The causes of hearing loss
Hearing loss is highly widespread (both in the US and around the globe), affects all age groups, and has grown to be more widespread with time. What’s the cause behind all of this?
There are many causes, but the two central causes of hearing loss are exposure to loud sound and the aging process.
In terms of sound exposure, the NIDCD estimates that roughly 15 percent of Americans (26 million people) between the ages of 20 and 69 are afflicted by hearing loss as a result of exposure to loud sounds on the job or during leisure activities.
The World Health Organization has also reported that 1.1 billion teens and young adults across the globe are at risk of developing hearing loss from the use of personal music players played at high volumes.
When it comes to aging, the population of individuals aged 65 years and older is expanding, and hearing loss is more prevalent among this group.
Can hearing aids help?
The prime defense against hearing loss is protecting your ears. Evading loud noise, maximizing your distance between the sources of loud noise, and wearing custom-made ear protection are three strategies that can conserve your hearing.
But what happens if you already have hearing loss?
Fortunately, thanks to the improvements in technology and hearing healthcare, essentially all cases of hearing loss can be treated. And compared with the hearing aids of 10-15 years ago, today’s hearing aids have proven to be effective.
A current study by the Journal of the American Medical Association discovered that hearing aids (three prominent types tested) are in fact generally effective, concluding that “each [hearing aid] circuit provided significant benefit in quiet and noisy listening situations.”

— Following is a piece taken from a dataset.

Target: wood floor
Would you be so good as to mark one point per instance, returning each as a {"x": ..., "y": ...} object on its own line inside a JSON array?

Patients have also observed the benefits: The National Center for Biotechnology Information, after assessing many years of research, concluded that “studies have shown that users are quite satisfied with their hearing aids.”
Similarly, a recent MarkeTrak consumer satisfaction survey found that, for people with hearing aids four years of age or less, 78.6% were satisfied with their hearing aid performance.
The data speak for themselves, and your chances of acquiring hearing loss are unfortunately quite high. But the numbers also show that, even if you currently have hearing loss, the chances that you’ll benefit from wearing hearing aids is very high
Whether you need tailor-made ear protection to protect against hearing loss or a new set of hearing aids to enhance the hearing you’ve already lost, we can help. We have experience with all degrees of hearing loss and can help find the ideal treatment for you.